Translational Brain Sciences

  • A new article in Science expands our understanding of the integrated stress response (ISR) in the brain and how it influences learning and memory. Lead authors Nicole Calakos, MD, PhD, and former Movement Disorders Fellow Ashley Helseth, MD, PhD, and colleagues found a class of neurons in the mouse brain, known as striatal cholinergic interneurons (CINs), in which the ISR was activated at steady state. Genetic and pharmacological manipulations revealed that ISR signaling was necessary in CINs for normal type 2 dopamine receptor (D2R) modulation and that Inhibiting the ISR inverted the sign of D2R modulation of CIN firing and evoked dopamine release and altered skill learning. Calakos lab manager Miranda Shipman, lab analyst Zachary Caffall, postdoctoral associate Brandon Turner, research technician Connor King also contributed to the study, which is available here.
  • A devastating itching of the skin driven by severe liver disease turns out to have a surprising cause.

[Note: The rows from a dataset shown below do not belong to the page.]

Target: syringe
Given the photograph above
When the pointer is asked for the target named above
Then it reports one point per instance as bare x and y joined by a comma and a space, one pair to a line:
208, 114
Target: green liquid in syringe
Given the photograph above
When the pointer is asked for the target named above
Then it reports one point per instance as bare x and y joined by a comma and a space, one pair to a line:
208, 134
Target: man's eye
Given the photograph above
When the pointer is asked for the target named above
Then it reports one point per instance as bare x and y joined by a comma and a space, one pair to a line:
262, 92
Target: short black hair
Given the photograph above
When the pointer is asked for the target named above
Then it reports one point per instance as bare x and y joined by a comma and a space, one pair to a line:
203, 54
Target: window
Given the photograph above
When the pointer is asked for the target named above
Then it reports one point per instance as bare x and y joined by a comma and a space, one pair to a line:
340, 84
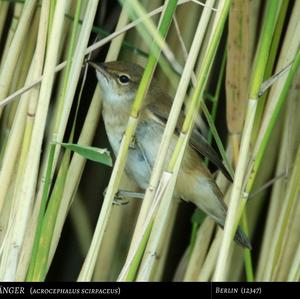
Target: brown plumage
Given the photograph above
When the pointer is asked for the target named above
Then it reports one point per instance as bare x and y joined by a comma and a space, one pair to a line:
119, 82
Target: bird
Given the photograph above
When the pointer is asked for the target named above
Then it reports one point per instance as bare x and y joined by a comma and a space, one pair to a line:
119, 81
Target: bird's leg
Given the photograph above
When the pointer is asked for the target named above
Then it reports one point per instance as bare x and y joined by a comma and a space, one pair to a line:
132, 142
122, 196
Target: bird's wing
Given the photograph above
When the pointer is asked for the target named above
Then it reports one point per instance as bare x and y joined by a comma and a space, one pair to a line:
197, 141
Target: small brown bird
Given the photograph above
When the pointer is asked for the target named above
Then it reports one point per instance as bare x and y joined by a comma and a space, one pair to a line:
119, 82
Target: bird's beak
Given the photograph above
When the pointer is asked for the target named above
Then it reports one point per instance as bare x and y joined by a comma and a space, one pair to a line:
96, 66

The study found that the keratinocyte cells of the skin surface are acting as ‘pre-neurons.’ Senior authors Yong Chen, PhD, and Wolfgang Liedtke, MD, PhD,  as well as Carlene Moore, PhD, contributed to the study, which appears in Gastroenterology. Read it here.
  • Wolfgang Liedtke, MD, PhD, wrote a commentary paper for Neuroscience Bulletin discussing a recent Nature paper, "STING controls nociception via type-I interferon signaling in sensory neurons" by Ru-Rong Ji, PhD, and colleagues at Duke. Read that analysis here. 

Other

  • Chromosomal instability and neuroendocrine CTC phenotypeare associated with worse survival in men with metastatic castration resistant prostate cancer who are being treated with abiraterone or enzalutamide, according to a new study in Clinical Cancer Research. Simon Gregory, PhD, contributed to that study. Read it here.